PORNOAFERA. Joanna B., CÓRKA JANA BO, posiedzi 2 lata

2013-01-25 12:26

Ta seksafera zszokowała całą Polskę. Wyszło na jaw, że modelki za pieniądze świadczyły usługi seksualne klientom znanym w świecie show-biznesu, polityki i sportu. Sześć kobiet, opiekunek dziewczyn, które zorganizowały siatkę pornobiznesu, usłyszało zarzuty. Wśród nich jest Joanna B. (36 l.), córka Jana Bo (58 l.), znanego muzyka z Lady Pank. Kobieta dobrowolnie chce się poddać karze. Grożą jej dwa lata więzienia.

Joanna B. była jedną z tzw. burdelmam. Organizowała seksspotkania modelek z bogatymi klientami i brała za to prowizję. W 2009 roku wrocławskie CBŚ rozbiło pornobiznes, a Joanna B. wraz z 5 innymi "opiekunkami" modelek usłyszała zarzuty sutenerstwa i nakłaniania do nierządu.

Córce lidera Lady Pank grozi teraz wysoka kara, której chce się poddać dobrowolnie. Prokuratura proponuje 2 lata pozbawienia wolności w zawieszeniu na 3 lata, a także zakaz prowadzenia działalności gospodarczej związanej z prowadzeniem agencji modelek na 5 lat oraz przepadek pieniędzy uzyskanych z przestępstwa w wysokości 30 tysięcy złotych. Co ciekawe, to nie pierwszy raz, kiedy Joanna została oskarżona i skazana. W 2003 roku była modelka została skazana za spowodowanie wypadku pod wpływem alkoholu. Dostała za to 6 miesięcy więzienia w zawieszeniu na 3 lata.

Seksafera ujawniła, że przez lata seksmodelki świadczyły usługi seksualne na terenie Polski, ale także wyjeżdżały do Francji, Niemiec, Hiszpanii czy Maroka. Główną burdelmamą, która działała na ogromną skalę, była Emilia P. (31 l.). To właśnie ona organizowała wyjazdy dziewczyn do szejków z Arabii Saudyjskiej na ekskluzywne jachty czy do alpejskich kurortów. Za pośrednictwo opiekunki zgarniały nawet 500 zł za usługę w Polsce, a za granicą 600 zł. Natomiast modelka za seks z klientem dostawała 500 zł w kraju, a 1600-2000 zł, gdy świadczyła usługi za granicą.

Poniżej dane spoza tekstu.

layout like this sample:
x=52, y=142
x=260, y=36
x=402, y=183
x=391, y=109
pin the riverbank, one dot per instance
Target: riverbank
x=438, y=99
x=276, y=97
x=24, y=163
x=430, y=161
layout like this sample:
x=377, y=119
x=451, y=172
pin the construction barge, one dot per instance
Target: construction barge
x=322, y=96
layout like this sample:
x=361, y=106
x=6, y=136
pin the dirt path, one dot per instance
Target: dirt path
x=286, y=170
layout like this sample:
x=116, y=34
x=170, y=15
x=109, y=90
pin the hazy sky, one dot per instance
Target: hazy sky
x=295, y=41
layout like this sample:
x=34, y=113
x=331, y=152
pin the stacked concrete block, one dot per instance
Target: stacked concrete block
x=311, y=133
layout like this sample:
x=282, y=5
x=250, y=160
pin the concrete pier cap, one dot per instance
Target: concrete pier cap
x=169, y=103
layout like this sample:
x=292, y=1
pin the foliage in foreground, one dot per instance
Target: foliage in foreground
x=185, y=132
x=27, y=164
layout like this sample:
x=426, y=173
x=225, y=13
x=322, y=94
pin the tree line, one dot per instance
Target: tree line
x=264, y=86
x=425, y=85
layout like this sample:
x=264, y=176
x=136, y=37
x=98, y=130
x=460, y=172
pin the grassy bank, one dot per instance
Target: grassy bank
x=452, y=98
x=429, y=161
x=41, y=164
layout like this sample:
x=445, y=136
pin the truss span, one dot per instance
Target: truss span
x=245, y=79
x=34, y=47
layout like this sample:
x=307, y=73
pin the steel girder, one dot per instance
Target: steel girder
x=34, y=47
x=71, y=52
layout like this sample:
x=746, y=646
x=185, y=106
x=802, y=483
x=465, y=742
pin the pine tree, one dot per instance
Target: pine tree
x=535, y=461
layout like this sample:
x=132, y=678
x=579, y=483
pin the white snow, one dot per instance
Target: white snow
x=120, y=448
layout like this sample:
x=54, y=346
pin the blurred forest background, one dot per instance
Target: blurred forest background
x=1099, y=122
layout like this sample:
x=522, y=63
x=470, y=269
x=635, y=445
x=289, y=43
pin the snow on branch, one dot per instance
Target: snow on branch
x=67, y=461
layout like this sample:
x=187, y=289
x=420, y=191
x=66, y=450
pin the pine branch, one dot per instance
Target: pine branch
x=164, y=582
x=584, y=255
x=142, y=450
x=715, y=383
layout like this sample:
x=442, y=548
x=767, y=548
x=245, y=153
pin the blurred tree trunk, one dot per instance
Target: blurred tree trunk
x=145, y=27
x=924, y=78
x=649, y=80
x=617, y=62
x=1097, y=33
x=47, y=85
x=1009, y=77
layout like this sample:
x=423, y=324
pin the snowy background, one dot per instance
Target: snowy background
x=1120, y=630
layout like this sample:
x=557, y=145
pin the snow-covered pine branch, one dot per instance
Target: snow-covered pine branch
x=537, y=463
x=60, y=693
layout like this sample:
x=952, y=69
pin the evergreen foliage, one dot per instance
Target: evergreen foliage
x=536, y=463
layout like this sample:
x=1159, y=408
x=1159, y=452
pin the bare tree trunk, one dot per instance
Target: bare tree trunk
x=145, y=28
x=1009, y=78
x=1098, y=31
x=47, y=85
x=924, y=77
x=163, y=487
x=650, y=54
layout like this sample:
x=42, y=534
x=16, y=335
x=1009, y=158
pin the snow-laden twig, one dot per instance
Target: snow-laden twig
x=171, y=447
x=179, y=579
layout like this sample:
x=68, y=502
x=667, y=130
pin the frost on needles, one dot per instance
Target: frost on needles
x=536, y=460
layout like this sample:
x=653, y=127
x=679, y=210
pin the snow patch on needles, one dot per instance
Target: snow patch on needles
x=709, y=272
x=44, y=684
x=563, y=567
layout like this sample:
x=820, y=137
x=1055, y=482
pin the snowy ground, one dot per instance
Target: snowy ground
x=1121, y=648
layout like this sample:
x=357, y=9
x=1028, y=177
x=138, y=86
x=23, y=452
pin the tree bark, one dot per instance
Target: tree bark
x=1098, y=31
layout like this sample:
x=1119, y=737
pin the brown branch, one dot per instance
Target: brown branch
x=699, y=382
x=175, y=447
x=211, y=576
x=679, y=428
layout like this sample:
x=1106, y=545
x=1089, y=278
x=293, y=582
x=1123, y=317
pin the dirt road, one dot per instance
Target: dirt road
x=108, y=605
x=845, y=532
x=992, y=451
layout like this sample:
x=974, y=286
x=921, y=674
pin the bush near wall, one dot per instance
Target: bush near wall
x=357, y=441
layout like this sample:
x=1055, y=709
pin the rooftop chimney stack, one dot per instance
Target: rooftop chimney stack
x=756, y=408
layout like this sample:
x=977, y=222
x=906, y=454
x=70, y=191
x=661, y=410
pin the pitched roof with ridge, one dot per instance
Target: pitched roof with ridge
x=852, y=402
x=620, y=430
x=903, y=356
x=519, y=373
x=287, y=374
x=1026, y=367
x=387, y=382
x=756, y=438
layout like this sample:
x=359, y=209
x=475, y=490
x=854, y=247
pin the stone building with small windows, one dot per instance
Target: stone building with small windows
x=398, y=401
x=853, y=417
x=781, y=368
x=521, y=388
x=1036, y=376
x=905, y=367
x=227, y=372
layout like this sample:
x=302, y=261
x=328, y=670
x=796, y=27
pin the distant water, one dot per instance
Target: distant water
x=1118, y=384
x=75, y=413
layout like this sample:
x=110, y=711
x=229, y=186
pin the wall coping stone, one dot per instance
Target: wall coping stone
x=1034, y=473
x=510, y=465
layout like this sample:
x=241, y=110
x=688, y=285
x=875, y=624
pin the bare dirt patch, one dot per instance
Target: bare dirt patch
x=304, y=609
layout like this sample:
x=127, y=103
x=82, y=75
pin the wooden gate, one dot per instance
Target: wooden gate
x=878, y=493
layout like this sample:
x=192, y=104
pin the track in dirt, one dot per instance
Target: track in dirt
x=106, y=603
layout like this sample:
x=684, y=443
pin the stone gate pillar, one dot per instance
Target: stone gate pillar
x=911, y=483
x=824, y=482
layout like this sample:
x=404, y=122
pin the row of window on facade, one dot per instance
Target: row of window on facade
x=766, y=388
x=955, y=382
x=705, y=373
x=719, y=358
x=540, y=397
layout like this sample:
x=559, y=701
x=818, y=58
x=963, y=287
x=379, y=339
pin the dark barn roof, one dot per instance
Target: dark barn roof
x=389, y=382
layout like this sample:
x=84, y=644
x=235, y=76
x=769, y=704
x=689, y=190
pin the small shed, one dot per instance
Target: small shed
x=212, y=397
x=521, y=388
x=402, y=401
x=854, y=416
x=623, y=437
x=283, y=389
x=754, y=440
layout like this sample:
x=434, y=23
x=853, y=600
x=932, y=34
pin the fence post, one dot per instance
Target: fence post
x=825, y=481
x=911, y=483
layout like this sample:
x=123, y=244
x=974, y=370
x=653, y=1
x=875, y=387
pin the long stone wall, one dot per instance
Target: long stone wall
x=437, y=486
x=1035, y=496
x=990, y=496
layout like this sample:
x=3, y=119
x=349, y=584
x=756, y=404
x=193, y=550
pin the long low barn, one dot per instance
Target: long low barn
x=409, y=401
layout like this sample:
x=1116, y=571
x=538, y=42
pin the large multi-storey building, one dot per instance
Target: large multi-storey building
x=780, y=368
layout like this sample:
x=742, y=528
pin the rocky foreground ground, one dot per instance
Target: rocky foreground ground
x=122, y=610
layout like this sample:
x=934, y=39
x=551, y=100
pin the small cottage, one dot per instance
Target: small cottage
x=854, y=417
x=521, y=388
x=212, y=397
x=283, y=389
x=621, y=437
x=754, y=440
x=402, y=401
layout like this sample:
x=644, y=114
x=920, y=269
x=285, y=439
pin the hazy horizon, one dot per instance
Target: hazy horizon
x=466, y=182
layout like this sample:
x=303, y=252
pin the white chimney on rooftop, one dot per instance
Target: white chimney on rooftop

Umawianie takiego spotkania odbywało się zazwyczaj telefonicznie lub mailowo. Burdelmama wysyłała do klienta zdjęcia seksownych dziewczyn, które on sobie wybierał. Okazuje się, że wśród amatorów płatnego seksu znalazły się osoby powszechnie znane. Stałym klientem był Tomasz Lubert (41 l.), któremu Joanna B. podsyłała chętne do zabawy piękności. Muzyk - jak sam przyznał w śledztwie - wydał na płatny seks ok. 100 tys. zł.

Innymi amatorami dziewczyn byli piłkarz Radosław Matusiak (31 l.), a nawet rosyjski bogacz Roman Abramowicz (47 l.), właściciel klubu Chelsea Londyn.

Jeśli chodzi o ekskluzywne wyjazdy na jacht czy do zagranicznych kurortów, to dominował tu książę Santo z Arabii Saudyjskiej, który regularnie zamawiał polskie dziewczyny bez zahamowań. Seksmodelki zeznają, że dobrowolnie świadczyły usługi seksualne. Nikt ich do tego nie zmuszał.